Le Prophète poursuivait son discours :
« Quand vous aurez élevé le Fils de l’Homme, alors vous reconnaîtrez qui je suis. Vous reconnaîtrez que je ne fais rien de moi-même, mais que je dis ce que mon Père m’a enseigné ; que Celui qui m’a envoyé est avec moi, et qu’il ne me laisse point seul parce que je fais toujours ce qui lui plaît. »
Un grand nombre des auditeurs l’acclamèrent alors, et se déclarèrent ses disciples.
« Vous serez vraiment mes disciples, leur dit-il, si vous demeurez dans ma doctrine. Vous connaîtrez ainsi la vérité, et la vérité vous rendra libres. »
Tous ceux qui témoignaient leur hostilité protestèrent alors contre ces paroles avec emportement :
— « Nous sommes les enfants d’Abraham, et nous n’avons jamais été les esclaves de personne ! »
— Les orgueilleux ! remarqua Gamaliel, ils oublient qu’ils ont été bien des fois traînés en captivité, et qu’ils sont encore aujourd’hui soumis à la domination romaine.
Mais Jésus leur expliqua qu’il parlait de liberté morale ; que le véritable esclavage est le péché ; et que bien loin de faire les œuvres de justice que faisait Abraham, ils cherchent en ce moment même à le faire mourir, lui qui leur a fait connaître la vérité qu’il a entendue de Dieu.
Le tumulte augmenta. Et les Juifs proclamèrent hautement qu’il n’avaient qu’un seul père : Dieu !
Le Prophète éleva la voix pour couvrir le tumulte, et il leur dit avec fermeté :
« Si Dieu était votre Père, certainement vous m’aimeriez, Moi ! Car c’est de Dieu que je suis sorti et que je viens. Non, je ne suis pas venu de moi-même, je vous le répète, c’est Lui qui m’a envoyé. Et cependant vous ne reconnaissez pas mon langage, et vous ne voulez pas entendre ma parole…
« Ah ! Celui qui est de Dieu écoute les paroles de Dieu ; et si vous ne les écoutez point, c’est parce que vous n’êtes pas de Dieu !
« Votre père à vous, c’est le démon ! Et ce sont les instincts de votre père que vous voulez assouvir en cherchant les moyens de me faire mourir. Dès l’origine, celui-là fut homicide, et la vérité n’est plus en lui. Quand il dit le mensonge il parle de son propre fond ; car il est le menteur, le père du mensonge… »

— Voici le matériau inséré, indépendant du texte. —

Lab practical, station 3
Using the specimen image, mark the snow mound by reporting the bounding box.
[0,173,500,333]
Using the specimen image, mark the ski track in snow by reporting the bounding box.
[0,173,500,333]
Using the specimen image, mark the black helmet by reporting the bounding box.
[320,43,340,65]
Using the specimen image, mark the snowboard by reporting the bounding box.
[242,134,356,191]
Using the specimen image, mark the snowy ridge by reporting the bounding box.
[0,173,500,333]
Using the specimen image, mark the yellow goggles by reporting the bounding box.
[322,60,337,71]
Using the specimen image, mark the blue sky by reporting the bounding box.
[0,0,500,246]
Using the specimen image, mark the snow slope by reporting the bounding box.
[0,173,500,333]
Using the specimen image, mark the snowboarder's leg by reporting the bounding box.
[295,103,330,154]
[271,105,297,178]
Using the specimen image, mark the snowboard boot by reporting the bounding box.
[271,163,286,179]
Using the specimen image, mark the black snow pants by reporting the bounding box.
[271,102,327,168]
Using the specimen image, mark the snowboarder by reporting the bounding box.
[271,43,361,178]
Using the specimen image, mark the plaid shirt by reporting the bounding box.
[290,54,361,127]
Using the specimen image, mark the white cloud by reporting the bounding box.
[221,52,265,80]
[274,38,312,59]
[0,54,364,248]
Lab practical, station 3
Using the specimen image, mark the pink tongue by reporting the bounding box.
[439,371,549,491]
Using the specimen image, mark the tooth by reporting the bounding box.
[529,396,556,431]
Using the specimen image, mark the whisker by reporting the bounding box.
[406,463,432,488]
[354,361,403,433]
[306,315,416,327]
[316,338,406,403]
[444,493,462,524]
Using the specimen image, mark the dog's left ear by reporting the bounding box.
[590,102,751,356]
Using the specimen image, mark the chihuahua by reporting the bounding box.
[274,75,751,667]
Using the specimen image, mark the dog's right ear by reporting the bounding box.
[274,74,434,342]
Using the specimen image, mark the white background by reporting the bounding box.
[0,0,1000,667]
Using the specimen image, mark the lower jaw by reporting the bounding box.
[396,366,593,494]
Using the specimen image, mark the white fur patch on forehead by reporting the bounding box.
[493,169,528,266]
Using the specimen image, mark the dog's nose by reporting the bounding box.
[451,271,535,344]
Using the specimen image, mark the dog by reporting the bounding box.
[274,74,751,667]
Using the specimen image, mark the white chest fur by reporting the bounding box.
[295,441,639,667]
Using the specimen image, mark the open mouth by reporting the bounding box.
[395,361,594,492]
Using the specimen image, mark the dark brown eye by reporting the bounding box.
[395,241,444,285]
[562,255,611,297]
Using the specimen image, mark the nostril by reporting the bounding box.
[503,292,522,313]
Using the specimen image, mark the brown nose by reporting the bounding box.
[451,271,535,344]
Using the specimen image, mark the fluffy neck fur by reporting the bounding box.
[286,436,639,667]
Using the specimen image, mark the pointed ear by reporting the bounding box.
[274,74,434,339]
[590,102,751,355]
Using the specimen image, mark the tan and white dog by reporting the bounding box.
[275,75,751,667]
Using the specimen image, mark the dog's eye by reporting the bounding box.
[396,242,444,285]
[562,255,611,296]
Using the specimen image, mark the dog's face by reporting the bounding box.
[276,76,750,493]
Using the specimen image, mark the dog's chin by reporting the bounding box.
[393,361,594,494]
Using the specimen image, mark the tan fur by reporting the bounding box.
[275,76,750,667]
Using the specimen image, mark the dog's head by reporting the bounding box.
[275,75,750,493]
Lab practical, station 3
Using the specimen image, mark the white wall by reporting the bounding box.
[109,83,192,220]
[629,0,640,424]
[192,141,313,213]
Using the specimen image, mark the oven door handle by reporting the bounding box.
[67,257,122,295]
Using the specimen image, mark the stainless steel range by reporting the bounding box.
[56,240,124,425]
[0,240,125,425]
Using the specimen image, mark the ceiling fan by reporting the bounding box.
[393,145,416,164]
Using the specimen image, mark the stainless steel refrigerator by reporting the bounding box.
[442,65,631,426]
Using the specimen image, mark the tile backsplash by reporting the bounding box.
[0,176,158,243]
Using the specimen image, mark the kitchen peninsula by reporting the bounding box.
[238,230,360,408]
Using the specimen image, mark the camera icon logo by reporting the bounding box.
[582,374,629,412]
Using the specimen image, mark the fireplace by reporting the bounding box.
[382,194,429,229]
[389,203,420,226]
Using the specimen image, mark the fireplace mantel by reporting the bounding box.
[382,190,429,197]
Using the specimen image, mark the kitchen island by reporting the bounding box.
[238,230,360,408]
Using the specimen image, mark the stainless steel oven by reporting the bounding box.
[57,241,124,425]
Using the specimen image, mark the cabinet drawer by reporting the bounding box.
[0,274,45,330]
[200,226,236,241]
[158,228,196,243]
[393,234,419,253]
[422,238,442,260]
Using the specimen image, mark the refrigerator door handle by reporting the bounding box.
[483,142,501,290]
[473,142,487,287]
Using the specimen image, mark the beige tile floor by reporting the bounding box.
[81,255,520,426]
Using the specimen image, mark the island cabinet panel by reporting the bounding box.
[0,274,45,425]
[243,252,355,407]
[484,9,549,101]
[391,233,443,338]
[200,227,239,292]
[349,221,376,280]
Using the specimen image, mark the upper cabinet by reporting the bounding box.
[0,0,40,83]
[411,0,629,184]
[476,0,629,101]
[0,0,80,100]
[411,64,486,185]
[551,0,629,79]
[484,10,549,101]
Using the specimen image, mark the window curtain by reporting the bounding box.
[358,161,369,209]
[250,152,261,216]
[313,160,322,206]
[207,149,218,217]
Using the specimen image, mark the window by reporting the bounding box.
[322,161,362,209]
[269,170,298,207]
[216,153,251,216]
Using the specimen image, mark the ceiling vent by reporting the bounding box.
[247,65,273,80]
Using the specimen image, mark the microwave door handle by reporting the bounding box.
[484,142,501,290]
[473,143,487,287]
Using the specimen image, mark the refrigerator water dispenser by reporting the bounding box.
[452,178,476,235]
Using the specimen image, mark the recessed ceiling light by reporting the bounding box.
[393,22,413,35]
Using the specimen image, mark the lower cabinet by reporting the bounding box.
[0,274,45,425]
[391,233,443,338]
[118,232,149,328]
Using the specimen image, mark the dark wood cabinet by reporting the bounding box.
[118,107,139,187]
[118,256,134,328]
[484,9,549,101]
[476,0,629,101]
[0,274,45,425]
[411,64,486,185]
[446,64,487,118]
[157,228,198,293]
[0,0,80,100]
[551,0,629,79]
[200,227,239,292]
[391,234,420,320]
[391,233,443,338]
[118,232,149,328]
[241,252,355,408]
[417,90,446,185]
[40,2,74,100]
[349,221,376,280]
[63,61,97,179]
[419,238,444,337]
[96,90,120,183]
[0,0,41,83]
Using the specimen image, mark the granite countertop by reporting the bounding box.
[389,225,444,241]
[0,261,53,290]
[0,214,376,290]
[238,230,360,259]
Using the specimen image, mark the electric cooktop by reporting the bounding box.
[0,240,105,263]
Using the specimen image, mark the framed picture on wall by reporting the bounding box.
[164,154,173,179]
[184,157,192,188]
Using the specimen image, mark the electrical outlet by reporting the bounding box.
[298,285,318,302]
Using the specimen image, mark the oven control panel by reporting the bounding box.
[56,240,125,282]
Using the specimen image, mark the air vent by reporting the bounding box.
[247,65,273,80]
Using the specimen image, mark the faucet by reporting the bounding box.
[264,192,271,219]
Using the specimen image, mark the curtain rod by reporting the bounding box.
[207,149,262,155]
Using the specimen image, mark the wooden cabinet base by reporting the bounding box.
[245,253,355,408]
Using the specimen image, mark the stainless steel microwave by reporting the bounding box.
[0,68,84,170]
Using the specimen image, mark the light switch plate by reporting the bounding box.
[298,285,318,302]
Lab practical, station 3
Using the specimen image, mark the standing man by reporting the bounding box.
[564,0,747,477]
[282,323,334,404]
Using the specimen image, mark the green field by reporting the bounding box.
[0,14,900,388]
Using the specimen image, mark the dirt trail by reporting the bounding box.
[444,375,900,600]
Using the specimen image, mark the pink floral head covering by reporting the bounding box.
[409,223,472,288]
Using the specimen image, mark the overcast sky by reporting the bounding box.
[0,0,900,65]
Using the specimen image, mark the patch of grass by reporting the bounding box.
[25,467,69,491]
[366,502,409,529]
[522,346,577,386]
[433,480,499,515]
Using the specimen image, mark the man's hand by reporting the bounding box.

Des cris de rage couvrirent ces paroles. Les Juifs lui crièrent qu’il n’était qu’un possédé du démon ; et comme il y avait dans le parvis, des tas de pierres dont les ouvriers devaient se servir pour certaines réparations aux murs, les Juifs ramassèrent ces pierres et se précipitèrent vers Jésus pour le lapider. Mais il avait disparu.
Ce fut la fin de la prédication ; car c’était le dernier jour de la fête. Mais le Prophète ne cessa pas de faire des miracles.